Reputation: 2048
We are storing a folder tree, the number of items is huge so we have created a partition on the parent folder.
When we issue queries such as
SELECT * FROM root WHERE root.parentPath = "\\server\share\shortpath" AND root.isFile
The RUs is very low and the performance is very good.
But, when we have a long path eg
SELECT * FROM root WHERE root.parentPath = "\\server\share\a very\long\path\longer\than\this" AND root.isFile
The RUs go up to 5000 and the performance suffers.
parentPath
works well as a partition key as all
queries include this field in the filter.
If I add another clause to the query it also becomes very fast, eg if I do something like and root.name = 'filename'
It's almost like it's scanning the entire partition based on the hash that's derived from it.
The Query returns NO DATA
which is fine as its someone looking for child folders under a given node, once you get deep it just gets very slow.
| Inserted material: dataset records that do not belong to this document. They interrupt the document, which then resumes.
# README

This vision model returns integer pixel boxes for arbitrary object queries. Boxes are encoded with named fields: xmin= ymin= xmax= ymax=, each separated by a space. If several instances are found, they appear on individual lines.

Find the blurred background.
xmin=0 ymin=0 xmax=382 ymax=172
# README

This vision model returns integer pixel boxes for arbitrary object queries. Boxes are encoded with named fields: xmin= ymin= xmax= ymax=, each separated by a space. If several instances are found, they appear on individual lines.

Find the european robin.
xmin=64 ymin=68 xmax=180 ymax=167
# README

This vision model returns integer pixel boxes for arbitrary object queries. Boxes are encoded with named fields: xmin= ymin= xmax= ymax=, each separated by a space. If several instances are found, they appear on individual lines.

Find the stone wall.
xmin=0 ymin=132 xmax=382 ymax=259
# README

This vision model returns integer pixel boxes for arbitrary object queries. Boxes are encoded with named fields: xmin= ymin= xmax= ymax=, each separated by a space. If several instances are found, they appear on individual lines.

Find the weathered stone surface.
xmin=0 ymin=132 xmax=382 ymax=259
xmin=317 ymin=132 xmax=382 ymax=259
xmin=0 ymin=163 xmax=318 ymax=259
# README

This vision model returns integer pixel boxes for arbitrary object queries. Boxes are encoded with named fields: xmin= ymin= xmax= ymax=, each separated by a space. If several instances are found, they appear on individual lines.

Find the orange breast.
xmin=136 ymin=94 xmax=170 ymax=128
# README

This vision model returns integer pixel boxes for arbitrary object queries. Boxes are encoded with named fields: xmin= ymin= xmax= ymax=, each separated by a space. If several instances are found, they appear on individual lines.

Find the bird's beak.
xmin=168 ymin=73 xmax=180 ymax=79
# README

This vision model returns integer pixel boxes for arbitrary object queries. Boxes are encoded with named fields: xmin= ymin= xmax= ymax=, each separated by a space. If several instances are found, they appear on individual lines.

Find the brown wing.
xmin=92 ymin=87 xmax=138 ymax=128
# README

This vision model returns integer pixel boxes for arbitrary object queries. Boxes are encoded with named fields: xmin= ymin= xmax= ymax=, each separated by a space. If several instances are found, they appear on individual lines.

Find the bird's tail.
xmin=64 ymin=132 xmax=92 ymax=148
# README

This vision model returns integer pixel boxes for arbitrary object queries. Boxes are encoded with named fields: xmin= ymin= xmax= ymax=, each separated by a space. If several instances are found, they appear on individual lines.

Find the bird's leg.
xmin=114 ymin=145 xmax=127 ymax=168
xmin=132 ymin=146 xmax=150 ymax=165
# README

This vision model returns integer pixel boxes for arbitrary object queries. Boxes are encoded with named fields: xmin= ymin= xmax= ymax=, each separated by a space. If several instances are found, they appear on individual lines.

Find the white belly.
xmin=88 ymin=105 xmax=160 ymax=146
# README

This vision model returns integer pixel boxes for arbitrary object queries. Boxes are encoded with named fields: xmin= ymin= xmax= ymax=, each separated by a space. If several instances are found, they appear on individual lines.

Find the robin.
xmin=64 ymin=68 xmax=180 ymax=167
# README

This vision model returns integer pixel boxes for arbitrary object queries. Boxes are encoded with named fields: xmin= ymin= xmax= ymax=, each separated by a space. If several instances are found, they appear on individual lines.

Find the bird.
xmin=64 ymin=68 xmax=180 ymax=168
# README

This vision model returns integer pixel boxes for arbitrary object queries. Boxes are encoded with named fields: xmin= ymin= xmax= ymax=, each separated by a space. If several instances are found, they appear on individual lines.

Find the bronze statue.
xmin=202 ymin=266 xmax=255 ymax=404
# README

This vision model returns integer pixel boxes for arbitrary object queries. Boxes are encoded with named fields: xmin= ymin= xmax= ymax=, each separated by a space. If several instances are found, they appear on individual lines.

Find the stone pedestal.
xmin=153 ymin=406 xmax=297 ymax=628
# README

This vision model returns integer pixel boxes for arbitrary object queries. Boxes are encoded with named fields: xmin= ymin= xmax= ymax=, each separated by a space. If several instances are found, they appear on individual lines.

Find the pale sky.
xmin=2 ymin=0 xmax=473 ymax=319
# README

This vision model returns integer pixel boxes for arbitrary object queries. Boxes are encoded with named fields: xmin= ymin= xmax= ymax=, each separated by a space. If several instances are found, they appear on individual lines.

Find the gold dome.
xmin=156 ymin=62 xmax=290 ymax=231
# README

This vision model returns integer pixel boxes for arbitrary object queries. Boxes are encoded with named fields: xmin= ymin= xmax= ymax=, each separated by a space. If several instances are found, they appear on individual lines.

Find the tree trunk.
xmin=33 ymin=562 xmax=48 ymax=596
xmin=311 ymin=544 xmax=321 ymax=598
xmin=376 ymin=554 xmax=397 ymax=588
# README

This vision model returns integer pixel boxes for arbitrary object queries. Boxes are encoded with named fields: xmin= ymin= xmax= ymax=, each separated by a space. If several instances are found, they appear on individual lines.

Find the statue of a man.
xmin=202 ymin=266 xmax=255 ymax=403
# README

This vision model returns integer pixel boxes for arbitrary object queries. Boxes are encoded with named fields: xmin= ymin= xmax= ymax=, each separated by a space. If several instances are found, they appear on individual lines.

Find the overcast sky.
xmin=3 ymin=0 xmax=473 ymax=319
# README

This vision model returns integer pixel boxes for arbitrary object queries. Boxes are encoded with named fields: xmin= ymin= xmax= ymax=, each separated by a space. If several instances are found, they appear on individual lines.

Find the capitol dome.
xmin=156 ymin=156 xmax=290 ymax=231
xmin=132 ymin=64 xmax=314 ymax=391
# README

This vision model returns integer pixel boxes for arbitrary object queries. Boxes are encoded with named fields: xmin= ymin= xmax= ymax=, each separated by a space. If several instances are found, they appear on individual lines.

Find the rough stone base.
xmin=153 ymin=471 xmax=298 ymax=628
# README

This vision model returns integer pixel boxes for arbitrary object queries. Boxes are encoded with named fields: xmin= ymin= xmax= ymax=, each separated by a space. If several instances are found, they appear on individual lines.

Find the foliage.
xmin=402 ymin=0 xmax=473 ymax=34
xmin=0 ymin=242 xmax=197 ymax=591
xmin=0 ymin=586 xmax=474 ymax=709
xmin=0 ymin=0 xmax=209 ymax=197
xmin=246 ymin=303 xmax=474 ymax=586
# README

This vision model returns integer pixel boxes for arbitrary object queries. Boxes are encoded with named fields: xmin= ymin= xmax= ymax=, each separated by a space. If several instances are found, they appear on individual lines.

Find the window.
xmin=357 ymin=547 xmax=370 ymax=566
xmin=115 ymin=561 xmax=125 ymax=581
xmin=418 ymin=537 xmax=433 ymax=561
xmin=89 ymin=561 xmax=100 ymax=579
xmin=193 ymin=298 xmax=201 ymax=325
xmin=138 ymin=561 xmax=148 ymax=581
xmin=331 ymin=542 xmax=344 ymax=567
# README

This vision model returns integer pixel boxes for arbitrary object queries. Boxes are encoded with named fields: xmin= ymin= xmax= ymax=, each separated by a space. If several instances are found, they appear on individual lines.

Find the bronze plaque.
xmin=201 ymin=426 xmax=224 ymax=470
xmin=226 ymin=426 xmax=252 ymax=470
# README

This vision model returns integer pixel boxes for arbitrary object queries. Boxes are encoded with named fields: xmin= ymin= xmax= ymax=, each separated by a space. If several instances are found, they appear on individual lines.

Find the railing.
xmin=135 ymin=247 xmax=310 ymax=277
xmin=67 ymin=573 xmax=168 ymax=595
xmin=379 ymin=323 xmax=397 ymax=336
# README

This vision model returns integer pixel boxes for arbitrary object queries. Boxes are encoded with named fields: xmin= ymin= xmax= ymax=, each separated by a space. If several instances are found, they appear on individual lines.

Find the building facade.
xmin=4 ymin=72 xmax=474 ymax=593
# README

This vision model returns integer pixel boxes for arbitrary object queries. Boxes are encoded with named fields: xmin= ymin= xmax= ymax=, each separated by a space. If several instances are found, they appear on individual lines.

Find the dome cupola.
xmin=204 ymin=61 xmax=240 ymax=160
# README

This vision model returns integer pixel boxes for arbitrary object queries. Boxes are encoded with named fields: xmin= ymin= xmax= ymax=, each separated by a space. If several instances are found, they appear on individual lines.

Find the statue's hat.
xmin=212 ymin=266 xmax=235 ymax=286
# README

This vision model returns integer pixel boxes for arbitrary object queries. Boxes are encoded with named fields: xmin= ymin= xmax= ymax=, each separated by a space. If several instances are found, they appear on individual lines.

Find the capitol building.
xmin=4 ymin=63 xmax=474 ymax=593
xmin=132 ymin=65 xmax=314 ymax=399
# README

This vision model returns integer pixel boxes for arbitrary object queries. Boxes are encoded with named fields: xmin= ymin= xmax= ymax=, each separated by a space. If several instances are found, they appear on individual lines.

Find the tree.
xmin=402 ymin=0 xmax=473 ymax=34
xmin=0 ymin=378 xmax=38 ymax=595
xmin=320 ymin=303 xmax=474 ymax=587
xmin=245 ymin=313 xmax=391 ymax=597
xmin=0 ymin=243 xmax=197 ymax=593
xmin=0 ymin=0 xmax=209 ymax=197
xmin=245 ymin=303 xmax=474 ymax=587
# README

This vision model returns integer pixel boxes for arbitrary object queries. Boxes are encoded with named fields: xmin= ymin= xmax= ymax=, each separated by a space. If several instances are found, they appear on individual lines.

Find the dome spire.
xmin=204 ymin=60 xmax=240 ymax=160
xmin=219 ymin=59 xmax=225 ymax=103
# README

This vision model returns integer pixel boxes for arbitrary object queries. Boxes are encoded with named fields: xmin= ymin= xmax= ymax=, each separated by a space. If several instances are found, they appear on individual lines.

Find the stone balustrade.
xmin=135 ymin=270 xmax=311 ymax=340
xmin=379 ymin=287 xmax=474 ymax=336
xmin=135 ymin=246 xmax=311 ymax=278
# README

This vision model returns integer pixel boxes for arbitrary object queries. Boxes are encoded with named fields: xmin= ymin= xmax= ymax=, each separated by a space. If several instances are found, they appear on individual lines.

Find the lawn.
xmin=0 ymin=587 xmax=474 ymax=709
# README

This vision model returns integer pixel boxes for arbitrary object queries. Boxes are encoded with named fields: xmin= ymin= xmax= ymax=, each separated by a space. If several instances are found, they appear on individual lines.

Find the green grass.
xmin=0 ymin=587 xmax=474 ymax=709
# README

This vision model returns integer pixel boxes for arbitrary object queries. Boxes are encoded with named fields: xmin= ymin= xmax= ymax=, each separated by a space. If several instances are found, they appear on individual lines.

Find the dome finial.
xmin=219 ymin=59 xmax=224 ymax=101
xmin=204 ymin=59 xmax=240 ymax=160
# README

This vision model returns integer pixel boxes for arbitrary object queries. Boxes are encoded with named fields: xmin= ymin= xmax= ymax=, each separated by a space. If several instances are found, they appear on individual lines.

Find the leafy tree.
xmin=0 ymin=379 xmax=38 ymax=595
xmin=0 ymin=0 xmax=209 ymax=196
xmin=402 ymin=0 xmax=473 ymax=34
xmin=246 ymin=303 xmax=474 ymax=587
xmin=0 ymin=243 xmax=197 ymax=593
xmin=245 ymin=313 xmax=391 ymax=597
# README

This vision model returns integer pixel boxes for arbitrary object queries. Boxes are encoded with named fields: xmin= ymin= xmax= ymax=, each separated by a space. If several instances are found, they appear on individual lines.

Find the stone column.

x-ms-documentdb-query-metrics:
totalExecutionTimeInMs=1807.61;
queryCompileTimeInMs=0.08;
queryLogicalPlanBuildTimeInMs=0.04;
queryPhysicalPlanBuildTimeInMs=0.06;
queryOptimizationTimeInMs=0.01;
VMExecutionTimeInMs=1807.11;
indexLookupTimeInMs=0.65;
documentLoadTimeInMs=1247.08;
systemFunctionExecuteTimeInMs=0.00;
userFunctionExecuteTimeInMs=0.00;
retrievedDocumentCount=72554;
retrievedDocumentSize=59561577;
outputDocumentCount=0;
outputDocumentSize=49;
writeOutputTimeInMs=0.00;
indexUtilizationRatio=0.00
From string
x-ms-documentdb-query-metrics: totalExecutionTimeInMs=1807.61;queryCompileTimeInMs=0.08;queryLogicalPlanBuildTimeInMs=0.04;queryPhysicalPlanBuildTimeInMs=0.06;queryOptimizationTimeInMs=0.01;VMExecutionTimeInMs=1807.11;indexLookupTimeInMs=0.65;documentLoadTimeInMs=1247.08;systemFunctionExecuteTimeInMs=0.00;userFunctionExecuteTimeInMs=0.00;retrievedDocumentCount=72554;retrievedDocumentSize=59561577;outputDocumentCount=0;outputDocumentSize=49;writeOutputTimeInMs=0.00;indexUtilizationRatio=0.00
Upvotes: 2
Views: 565
Reputation: 8515
This is because of a path length limit in Indexing v1.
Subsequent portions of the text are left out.